In the following code I define a structure header of 9 bytes and it's alligned to the size of 16 bytes. Then I dynamically allocate 9 bytes from heap and assign it to the header pointer.
struct header
{
uint8_t chunk_id;
long int format;
};
int main()
{
std::cout << "sizeof(header) " << sizeof(header) << '\n';
auto head = (header*)malloc(9);
head->chunk_id =3;
head->format=5;
std::cout << (int)head->chunk_id << " " << head->format << '\n' << sizeof(*head);
free(head);
return 0;
}
Output:
sizeof(header) 16
3 5
16
As it turns out, sizeof still informs that this object is 16 bytes (it's 9 though). I guess it just looks at struct's definition. But how does everything work (including operator '->'), when sizeof's size and the actual object size don't match?
But how does everything work (including operator '->'), when sizeof's size and the actual object size don't match?

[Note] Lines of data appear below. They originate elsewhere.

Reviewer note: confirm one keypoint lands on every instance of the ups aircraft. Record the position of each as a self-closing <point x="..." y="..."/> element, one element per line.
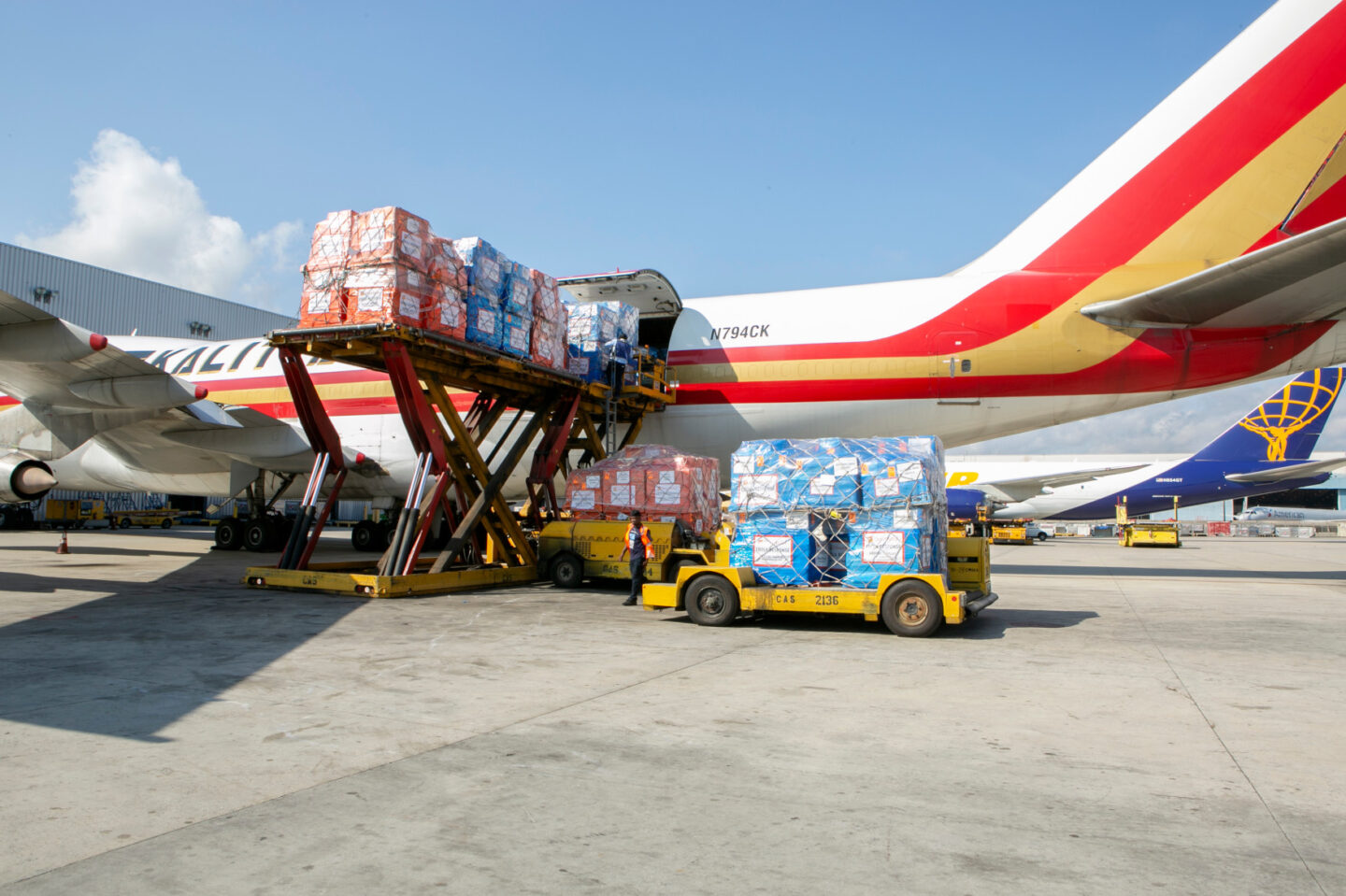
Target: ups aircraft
<point x="1202" y="249"/>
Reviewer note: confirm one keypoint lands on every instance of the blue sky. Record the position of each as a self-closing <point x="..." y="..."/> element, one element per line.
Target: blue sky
<point x="734" y="147"/>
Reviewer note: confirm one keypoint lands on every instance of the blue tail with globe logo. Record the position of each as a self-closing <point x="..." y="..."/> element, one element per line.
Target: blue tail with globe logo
<point x="1285" y="427"/>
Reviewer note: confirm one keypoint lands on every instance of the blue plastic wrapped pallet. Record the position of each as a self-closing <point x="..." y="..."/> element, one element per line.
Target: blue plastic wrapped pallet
<point x="483" y="321"/>
<point x="486" y="266"/>
<point x="867" y="506"/>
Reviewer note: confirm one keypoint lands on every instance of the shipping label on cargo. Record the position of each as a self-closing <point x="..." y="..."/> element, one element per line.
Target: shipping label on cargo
<point x="773" y="550"/>
<point x="889" y="548"/>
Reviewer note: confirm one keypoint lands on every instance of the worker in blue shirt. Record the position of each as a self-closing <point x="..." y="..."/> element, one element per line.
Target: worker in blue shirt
<point x="618" y="360"/>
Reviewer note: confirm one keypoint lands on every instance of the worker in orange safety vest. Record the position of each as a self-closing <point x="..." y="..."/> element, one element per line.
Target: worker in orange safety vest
<point x="641" y="549"/>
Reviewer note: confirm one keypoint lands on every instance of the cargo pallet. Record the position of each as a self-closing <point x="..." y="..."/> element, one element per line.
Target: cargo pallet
<point x="1132" y="533"/>
<point x="489" y="544"/>
<point x="910" y="604"/>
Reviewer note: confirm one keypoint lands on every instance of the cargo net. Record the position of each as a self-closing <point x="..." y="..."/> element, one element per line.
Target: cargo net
<point x="663" y="483"/>
<point x="387" y="266"/>
<point x="838" y="511"/>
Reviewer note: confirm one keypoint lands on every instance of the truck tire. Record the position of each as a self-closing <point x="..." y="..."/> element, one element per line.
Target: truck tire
<point x="711" y="600"/>
<point x="566" y="569"/>
<point x="911" y="610"/>
<point x="229" y="534"/>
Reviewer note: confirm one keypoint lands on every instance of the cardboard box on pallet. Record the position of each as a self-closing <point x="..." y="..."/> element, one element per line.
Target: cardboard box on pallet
<point x="389" y="292"/>
<point x="485" y="266"/>
<point x="330" y="247"/>
<point x="391" y="235"/>
<point x="517" y="334"/>
<point x="483" y="321"/>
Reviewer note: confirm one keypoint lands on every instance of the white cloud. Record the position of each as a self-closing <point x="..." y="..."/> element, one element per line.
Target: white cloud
<point x="141" y="216"/>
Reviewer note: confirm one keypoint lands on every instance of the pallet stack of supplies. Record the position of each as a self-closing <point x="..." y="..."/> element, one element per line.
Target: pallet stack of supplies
<point x="444" y="263"/>
<point x="331" y="241"/>
<point x="391" y="235"/>
<point x="583" y="490"/>
<point x="547" y="297"/>
<point x="447" y="312"/>
<point x="548" y="343"/>
<point x="779" y="552"/>
<point x="388" y="293"/>
<point x="519" y="290"/>
<point x="517" y="334"/>
<point x="485" y="266"/>
<point x="483" y="321"/>
<point x="626" y="320"/>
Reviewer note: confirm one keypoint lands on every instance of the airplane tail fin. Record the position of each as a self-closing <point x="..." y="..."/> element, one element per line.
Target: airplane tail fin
<point x="1242" y="155"/>
<point x="1285" y="427"/>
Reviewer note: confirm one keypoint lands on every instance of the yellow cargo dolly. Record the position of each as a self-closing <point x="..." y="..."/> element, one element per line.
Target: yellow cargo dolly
<point x="1138" y="533"/>
<point x="1012" y="532"/>
<point x="569" y="550"/>
<point x="489" y="544"/>
<point x="910" y="604"/>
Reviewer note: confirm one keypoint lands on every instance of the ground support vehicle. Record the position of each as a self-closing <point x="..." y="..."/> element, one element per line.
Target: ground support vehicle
<point x="1144" y="533"/>
<point x="1011" y="532"/>
<point x="571" y="550"/>
<point x="489" y="545"/>
<point x="74" y="513"/>
<point x="165" y="519"/>
<point x="910" y="604"/>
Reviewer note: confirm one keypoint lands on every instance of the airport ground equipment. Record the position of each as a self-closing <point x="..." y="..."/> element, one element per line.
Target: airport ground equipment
<point x="1011" y="532"/>
<point x="1143" y="533"/>
<point x="910" y="604"/>
<point x="488" y="544"/>
<point x="74" y="513"/>
<point x="571" y="550"/>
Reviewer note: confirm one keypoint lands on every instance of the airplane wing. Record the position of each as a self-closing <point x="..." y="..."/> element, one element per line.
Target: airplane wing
<point x="1293" y="281"/>
<point x="74" y="386"/>
<point x="1293" y="471"/>
<point x="1024" y="489"/>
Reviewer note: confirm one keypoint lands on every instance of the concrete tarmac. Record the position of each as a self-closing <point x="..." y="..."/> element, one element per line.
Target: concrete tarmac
<point x="1123" y="720"/>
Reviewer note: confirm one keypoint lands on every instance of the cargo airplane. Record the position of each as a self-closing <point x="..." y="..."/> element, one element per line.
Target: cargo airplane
<point x="1204" y="249"/>
<point x="1268" y="449"/>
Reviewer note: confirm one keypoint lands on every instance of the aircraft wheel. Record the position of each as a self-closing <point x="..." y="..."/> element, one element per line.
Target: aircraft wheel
<point x="256" y="534"/>
<point x="911" y="610"/>
<point x="566" y="571"/>
<point x="364" y="534"/>
<point x="711" y="600"/>
<point x="229" y="534"/>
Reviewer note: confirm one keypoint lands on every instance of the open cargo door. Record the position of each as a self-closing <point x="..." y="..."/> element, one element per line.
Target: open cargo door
<point x="648" y="290"/>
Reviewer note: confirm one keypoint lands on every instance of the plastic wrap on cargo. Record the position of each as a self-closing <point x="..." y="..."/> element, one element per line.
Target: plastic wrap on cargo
<point x="485" y="265"/>
<point x="547" y="297"/>
<point x="391" y="293"/>
<point x="444" y="263"/>
<point x="483" y="321"/>
<point x="593" y="321"/>
<point x="871" y="506"/>
<point x="519" y="290"/>
<point x="516" y="334"/>
<point x="660" y="482"/>
<point x="779" y="553"/>
<point x="548" y="343"/>
<point x="330" y="247"/>
<point x="446" y="314"/>
<point x="391" y="235"/>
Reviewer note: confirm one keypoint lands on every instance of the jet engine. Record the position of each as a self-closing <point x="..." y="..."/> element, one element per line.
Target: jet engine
<point x="23" y="477"/>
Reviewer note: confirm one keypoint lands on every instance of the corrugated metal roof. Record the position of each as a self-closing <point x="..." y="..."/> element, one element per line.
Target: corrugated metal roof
<point x="115" y="303"/>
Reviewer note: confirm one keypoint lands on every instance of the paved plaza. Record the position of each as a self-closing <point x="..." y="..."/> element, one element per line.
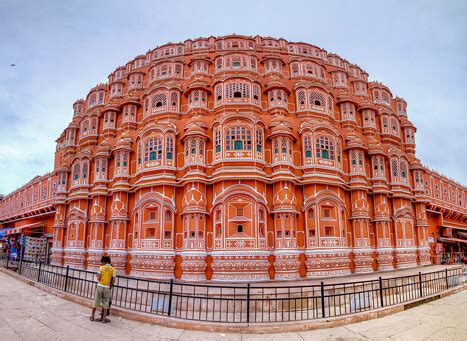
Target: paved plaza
<point x="28" y="313"/>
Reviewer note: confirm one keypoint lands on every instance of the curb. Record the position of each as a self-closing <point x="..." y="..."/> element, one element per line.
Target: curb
<point x="256" y="328"/>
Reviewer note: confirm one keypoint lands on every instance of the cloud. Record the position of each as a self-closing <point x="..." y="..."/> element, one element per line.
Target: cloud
<point x="62" y="49"/>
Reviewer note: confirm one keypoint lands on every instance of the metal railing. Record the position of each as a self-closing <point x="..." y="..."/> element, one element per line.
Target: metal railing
<point x="250" y="303"/>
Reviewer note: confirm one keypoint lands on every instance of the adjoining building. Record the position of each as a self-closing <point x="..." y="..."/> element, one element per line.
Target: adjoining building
<point x="240" y="158"/>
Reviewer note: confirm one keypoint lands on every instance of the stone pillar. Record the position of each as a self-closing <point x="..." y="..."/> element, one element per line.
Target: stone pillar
<point x="421" y="227"/>
<point x="286" y="255"/>
<point x="194" y="232"/>
<point x="117" y="229"/>
<point x="384" y="245"/>
<point x="362" y="248"/>
<point x="59" y="235"/>
<point x="97" y="225"/>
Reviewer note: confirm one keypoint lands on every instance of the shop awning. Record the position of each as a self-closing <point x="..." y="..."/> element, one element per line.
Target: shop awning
<point x="452" y="240"/>
<point x="455" y="227"/>
<point x="4" y="231"/>
<point x="19" y="229"/>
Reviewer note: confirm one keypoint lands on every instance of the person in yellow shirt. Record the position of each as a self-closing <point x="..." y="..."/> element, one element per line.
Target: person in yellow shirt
<point x="105" y="279"/>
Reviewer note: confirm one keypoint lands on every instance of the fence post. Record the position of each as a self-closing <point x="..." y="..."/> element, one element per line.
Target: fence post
<point x="20" y="268"/>
<point x="381" y="291"/>
<point x="322" y="300"/>
<point x="170" y="296"/>
<point x="66" y="277"/>
<point x="447" y="282"/>
<point x="420" y="283"/>
<point x="248" y="303"/>
<point x="39" y="272"/>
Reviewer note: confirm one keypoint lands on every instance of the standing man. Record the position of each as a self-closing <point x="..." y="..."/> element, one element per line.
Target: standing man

Simple: it doesn't. You lied to the implementation, and you therefore invoked undefined behavior.
First, you never created a header object in the memory; you simply cast a piece of memory into that header object. So you have a pointer that doesn't point to an object, but you pretend that it does.
Second, even if you tried to create a header object in that memory properly (or alternatively you're using C++20's implicit creation rules), malloc's definition does not require it to return sufficient space to hold more than the number of bytes you specified. Since sizeof(header) is 16, and you only asked for 9, then your code would only work under malloc implementations that will make available 16 or more bytes to your code when you ask for 9 (this is not uncommon, actually). Otherwise, you're creating an object that takes up more memory than is available through that pointer, which is also UB.
Getting away with something isn't the same thing as "working".